- La Banque d’Angleterre envisage d’imposer un plafond strict sur la détention de stablecoins (10 000 à 20 000 £ pour les particuliers, 10 millions pour les entreprises), suscitant une levée de boucliers dans l’écosystème crypto.
- Alors que les États-Unis (Genius Act) et l’Union européenne (MiCA) avancent avec des cadres clairs, Londres risque de perdre son statut de hub financier face à des concurrents plus pragmatiques.
- La BoE justifie ces limites par la crainte d’une fuite massive des dépôts bancaires, mais les acteurs du secteur dénoncent une mesure techniquement inapplicable et dangereuse pour l’innovation britannique.
La Banque d’Angleterre veut fixer un plafond strict sur la détention de stablecoins : entre 10 000 et 20 000 £ pour les particuliers, 10 millions pour les entreprises. Objectif affiché : protéger le système bancaire d’une fuite massive des dépôts. Mais dans l’écosystème crypto, la réaction est unanime : ce projet serait un coup d’arrêt pour l’innovation au Royaume-Uni.
Tom Duff Gordon, vice-président de Coinbase, résume la colère :
Mauvais pour les épargnants britanniques, mauvais pour la City et mauvais pour la livre.
Aucun autre grand pays, ni les États-Unis, ni dans ’Union européenne, n’impose de tels plafonds.
Une ligne dure qui isole Londres
Ces limites ne viseraient que les stablecoins dits « systémiques », c’est-à-dire ceux largement utilisés pour les paiements au Royaume-Uni. Mais leur mise en place poserait un casse-tête technique : les émetteurs de stablecoins ne savent pas qui détient leurs tokens. Imposer des caps nécessiterait donc un système coûteux de surveillance permanente des portefeuilles ou de digital IDs.
Pour Simon Jennings, du UK Cryptoasset Business Council, « les limites ne fonctionnent pas dans la pratique ». Au-delà de la complexité technique, le Royaume-Uni prendrait surtout le risque de se couper d’un marché en pleine explosion.
L’Europe et les États-Unis en avance
Pendant que Londres tergiverse, Washington a déjà voté le Genius Act en juillet dernier. Ce texte a donné un cadre clair aux stablecoins, consolidant leur rôle dans le système financier américain. Résultat : le marché mondial a grimpé à 288 milliards de dollars et pourrait dépasser 1 200 milliards d’ici 2028, selon Coinbase.
En Europe, le règlement MiCA offre également un environnement plus prévisible pour les émetteurs et les investisseurs. La City, longtemps hub mondial de l’innovation financière, voit ainsi son avance s’éroder face à des concurrents plus pragmatiques.

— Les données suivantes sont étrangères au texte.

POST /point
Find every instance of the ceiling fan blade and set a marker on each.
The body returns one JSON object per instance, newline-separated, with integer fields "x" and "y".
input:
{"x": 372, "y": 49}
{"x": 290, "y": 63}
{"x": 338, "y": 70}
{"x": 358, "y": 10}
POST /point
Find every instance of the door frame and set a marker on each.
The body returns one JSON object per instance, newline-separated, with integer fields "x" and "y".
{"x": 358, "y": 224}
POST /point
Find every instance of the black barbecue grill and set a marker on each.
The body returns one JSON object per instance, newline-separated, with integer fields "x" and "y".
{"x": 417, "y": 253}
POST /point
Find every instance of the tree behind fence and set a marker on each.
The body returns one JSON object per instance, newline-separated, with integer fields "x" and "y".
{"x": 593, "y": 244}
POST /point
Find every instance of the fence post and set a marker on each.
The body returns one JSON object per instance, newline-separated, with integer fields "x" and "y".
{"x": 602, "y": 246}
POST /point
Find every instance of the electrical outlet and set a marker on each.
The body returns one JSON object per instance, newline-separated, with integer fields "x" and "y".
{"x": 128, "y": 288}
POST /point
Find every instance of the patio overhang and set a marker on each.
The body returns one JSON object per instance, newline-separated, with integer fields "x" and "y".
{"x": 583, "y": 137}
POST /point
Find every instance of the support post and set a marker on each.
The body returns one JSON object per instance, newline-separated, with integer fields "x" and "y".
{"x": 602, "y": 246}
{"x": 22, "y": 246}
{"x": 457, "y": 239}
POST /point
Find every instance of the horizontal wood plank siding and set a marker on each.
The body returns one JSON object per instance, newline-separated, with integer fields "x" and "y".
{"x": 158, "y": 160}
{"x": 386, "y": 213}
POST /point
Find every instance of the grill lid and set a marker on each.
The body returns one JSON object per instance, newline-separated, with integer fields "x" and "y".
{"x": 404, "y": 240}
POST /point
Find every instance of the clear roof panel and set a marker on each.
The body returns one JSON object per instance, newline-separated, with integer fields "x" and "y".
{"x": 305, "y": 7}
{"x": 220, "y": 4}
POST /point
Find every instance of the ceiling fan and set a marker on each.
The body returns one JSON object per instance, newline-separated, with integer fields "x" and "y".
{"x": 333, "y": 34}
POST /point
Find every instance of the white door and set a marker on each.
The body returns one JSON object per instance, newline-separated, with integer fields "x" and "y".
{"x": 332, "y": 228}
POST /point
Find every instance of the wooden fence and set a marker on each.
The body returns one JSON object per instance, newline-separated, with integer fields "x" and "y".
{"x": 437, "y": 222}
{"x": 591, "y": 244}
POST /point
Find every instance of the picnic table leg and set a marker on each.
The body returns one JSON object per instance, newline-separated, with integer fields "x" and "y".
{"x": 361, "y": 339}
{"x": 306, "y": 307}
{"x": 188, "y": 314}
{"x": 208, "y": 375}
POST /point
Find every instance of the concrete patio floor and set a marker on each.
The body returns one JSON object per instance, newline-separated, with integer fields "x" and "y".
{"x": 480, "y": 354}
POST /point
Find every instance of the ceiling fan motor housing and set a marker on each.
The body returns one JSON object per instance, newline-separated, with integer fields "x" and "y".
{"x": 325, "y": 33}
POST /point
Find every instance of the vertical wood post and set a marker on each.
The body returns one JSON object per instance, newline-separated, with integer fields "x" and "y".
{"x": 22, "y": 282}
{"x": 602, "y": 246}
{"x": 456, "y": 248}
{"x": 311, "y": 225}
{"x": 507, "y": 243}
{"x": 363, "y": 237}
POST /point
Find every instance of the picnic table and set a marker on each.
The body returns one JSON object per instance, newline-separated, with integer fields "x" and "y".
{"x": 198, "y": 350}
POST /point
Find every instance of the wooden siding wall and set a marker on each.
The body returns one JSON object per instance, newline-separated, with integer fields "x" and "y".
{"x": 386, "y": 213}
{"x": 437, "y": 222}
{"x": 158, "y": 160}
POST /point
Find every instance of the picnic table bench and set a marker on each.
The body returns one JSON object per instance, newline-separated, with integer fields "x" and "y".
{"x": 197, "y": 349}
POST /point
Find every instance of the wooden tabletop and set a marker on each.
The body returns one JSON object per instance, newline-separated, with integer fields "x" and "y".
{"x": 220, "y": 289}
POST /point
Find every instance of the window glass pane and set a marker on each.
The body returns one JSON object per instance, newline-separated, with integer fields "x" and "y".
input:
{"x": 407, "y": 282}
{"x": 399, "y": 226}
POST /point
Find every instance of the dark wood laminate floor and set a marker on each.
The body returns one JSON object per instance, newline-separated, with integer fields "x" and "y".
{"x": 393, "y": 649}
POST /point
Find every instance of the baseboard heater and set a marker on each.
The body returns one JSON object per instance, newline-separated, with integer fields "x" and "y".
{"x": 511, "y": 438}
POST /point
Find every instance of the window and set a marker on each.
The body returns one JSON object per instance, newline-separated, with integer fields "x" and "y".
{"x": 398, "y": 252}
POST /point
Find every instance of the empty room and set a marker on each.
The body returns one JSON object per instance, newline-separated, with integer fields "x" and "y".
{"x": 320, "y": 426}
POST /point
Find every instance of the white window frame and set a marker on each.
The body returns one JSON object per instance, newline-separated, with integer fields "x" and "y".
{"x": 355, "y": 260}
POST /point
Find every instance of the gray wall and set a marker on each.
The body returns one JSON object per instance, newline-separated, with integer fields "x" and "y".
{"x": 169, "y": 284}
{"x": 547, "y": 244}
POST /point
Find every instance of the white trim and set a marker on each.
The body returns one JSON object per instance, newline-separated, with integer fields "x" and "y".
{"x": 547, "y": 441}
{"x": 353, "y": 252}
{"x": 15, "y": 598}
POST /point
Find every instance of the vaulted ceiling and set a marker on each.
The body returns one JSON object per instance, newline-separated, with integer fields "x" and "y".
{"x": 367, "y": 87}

Les risques mis en avant par la BoE
Pour la Banque d’Angleterre, la menace est claire : si trop d’épargnants déplacent leur argent vers des stablecoins, les banques risquent une chute brutale des dépôts et donc de leur capacité à prêter. Dans un discours récent, Sasha Mills, directrice de la supervision des infrastructures de marché, a insisté sur le danger de « sorties massives et rapides » pouvant fragiliser l’économie réelle.
L’institution précise toutefois que ces plafonds pourraient n’être que « transitoires », ‘le temps que le système financier s’adapte à l’essor de la monnaie numérique’, une explication qui manque encore de clarté. Une consultation publique est attendue d’ici la fin de l’année.
Le Royaume-Uni à un carrefour stratégique
Rachel Reeves, la nouvelle chancelière de l’Échiquier, a promis cet été de soutenir l’innovation dans les services financiers, notamment via la blockchain et les stablecoins. Mais l’intervention répétée du gouverneur Andrew Bailey, qui s’oppose à une régulation trop rapide, accentue les tensions avec le Trésor.
Pendant ce temps, des voix académiques comme celle de Gilles Chemla (Imperial College) alertent : « Les stablecoins ne sont plus expérimentaux. Ils deviennent le socle de l’économie numérique mondiale ». Pour lui, retarder le cadre réglementaire fait perdre à Londres l’opportunité de rester en tête.
En clair, la Banque d’Angleterre joue une carte risquée : protéger le système bancaire classique, mais au prix d’un possible décrochage de la City dans la course mondiale aux stablecoins.